Leo shook his head. He would never go up that ladder again, would never jump off the platform. The mere thought sickened him. “Acrophobia – that’s what Dr Epstein called it.”

“Who’s Dr Epstein?” the Bomber said.

“The doctor at the as-as-” He tried to get the word out but couldn’t.

“Never mind,” Tiger said. “You don’t have to talk about it if you don’t want to… ”

“But I do. I wa-want to, only it’s – it’s hard. I n-never told anyone. Dr Epstein was – at the as-asylum.”

“You mean” – the Bomber showed surprise – “the loony bin?”

Leo nodded.

“Why? What happened to you?”

Leo giggled. “I guess they must have thought I was loony.”

There was a bit of a laugh over that. Leo was feeling better. '

“Yeah, but, really, why were you there?” the Bomber insisted.

Leo shrugged. “I couldn’t remember anything. My mind just went blooey. You know-” he imitated the “cuckoo” in a cuckoo clock. “That’s when they told me my mother wa. s dead.”

“Jeez,” said a sympathetic Bomber. “How’d that happen, anyways?”

There was a pause; Tiger watched and listened, saying nothing. Leo interlaced his fingers and rotated his palms together, thinking it out.

“There was this bridge,” he said at last. “The L Street Bridge. It was old and rusty. They’d been working on it, trying to repair it. The river overflowed, it – it just carried the bridge away.”

The Bomber leaned on the foot of the bed. “And your folks were on it?”

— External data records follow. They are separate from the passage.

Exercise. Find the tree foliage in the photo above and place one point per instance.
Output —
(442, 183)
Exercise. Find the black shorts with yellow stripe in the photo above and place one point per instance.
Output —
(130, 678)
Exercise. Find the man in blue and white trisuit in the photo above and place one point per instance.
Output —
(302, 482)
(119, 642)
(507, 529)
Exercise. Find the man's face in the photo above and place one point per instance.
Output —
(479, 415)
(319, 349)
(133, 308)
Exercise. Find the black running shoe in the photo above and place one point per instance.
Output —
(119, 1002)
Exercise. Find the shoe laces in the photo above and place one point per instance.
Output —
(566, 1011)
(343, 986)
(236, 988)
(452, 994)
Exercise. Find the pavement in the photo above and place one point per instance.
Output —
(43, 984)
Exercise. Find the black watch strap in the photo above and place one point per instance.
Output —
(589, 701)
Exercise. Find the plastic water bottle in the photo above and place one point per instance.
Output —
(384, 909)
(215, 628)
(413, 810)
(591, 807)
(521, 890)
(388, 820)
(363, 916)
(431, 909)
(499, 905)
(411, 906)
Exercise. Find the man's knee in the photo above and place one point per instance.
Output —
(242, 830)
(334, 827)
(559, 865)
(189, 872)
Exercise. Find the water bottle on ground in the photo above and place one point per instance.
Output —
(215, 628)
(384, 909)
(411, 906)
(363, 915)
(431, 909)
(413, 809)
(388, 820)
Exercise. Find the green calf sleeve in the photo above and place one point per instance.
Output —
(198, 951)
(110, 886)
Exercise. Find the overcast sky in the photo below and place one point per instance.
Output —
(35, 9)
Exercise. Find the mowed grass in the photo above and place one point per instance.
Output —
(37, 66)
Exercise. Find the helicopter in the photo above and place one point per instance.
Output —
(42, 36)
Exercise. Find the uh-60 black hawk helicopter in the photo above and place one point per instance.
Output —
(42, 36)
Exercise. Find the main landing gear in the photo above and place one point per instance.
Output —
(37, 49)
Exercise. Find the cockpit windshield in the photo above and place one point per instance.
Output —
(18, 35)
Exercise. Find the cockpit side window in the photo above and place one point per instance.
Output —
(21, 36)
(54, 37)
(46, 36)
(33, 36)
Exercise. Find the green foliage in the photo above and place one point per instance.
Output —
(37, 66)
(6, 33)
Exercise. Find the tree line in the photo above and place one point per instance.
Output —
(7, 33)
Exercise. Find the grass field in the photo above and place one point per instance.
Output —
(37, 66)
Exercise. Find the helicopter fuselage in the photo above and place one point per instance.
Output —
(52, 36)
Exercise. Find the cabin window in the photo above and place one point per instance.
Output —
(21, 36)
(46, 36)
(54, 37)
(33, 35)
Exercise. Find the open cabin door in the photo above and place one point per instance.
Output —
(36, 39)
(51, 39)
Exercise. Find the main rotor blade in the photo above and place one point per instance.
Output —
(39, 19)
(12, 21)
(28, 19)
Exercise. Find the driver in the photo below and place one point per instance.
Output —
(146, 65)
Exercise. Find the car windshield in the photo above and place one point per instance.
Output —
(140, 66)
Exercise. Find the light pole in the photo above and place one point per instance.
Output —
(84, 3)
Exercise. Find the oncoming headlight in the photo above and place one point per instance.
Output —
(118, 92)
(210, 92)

“Yes. On it.” Leo was staring out the window. All he had to do was close his eyes and he would see them, Emily and Rudy in the delivery truck, driving onto the bridge – and below, the deep and rushy river swirling and foaming, that boiling witch’s pot – and hear her cries -“Help! Help!” – the words ringing in his ears. “Mother! Mother! MOTHER! I’ll save you” – but he cannot save her. No one can. The bridge begins to sway, it humps up like as camel’s back and buckles, and all at once goes crashing down into the river, taking with it all the stars in the sky, all of them falling and drowning in the Cat River and Leo had a siege of coughing that he relieved with a full tumbler of water. When he had drained the glass the Bomber took it, and Leo lay back against the pillow. His backside was hurting again; maybe Wanda would give him another one of those little pills.

Nobody said anything more until Emerson came back from taking his pee and climbed stiffly into bed, pulling up the sheet until only his itchy, swollen, bunny-pink face was visible.

“Jeez, Emmy,” the Bomber boomed, “you shoulda heard what we just heard.”

“Yeah? What was it?” Emerson asked.

“Forget it, Emmy,” Tiger said. “You didn’t miss anything.” He slipped Leo a wink and leaned closer to the bed, his gray eyes shining in the lamplight. “It’s getting late,” he said. “We’d better break it up.”

A look to the Bomber forced him reluctantly to his feet just as Wanda reappeared to send the two visitors on their way and get her patients ready for bed. Deftly she touched up Emerson’s calamine lotion, then gave Leo a refreshing witch-hazel sponging, afterward folding down his coverlet a precise eight inches and smoothing it with deft, professional strokes. It was like being put to bed by Emily, a little.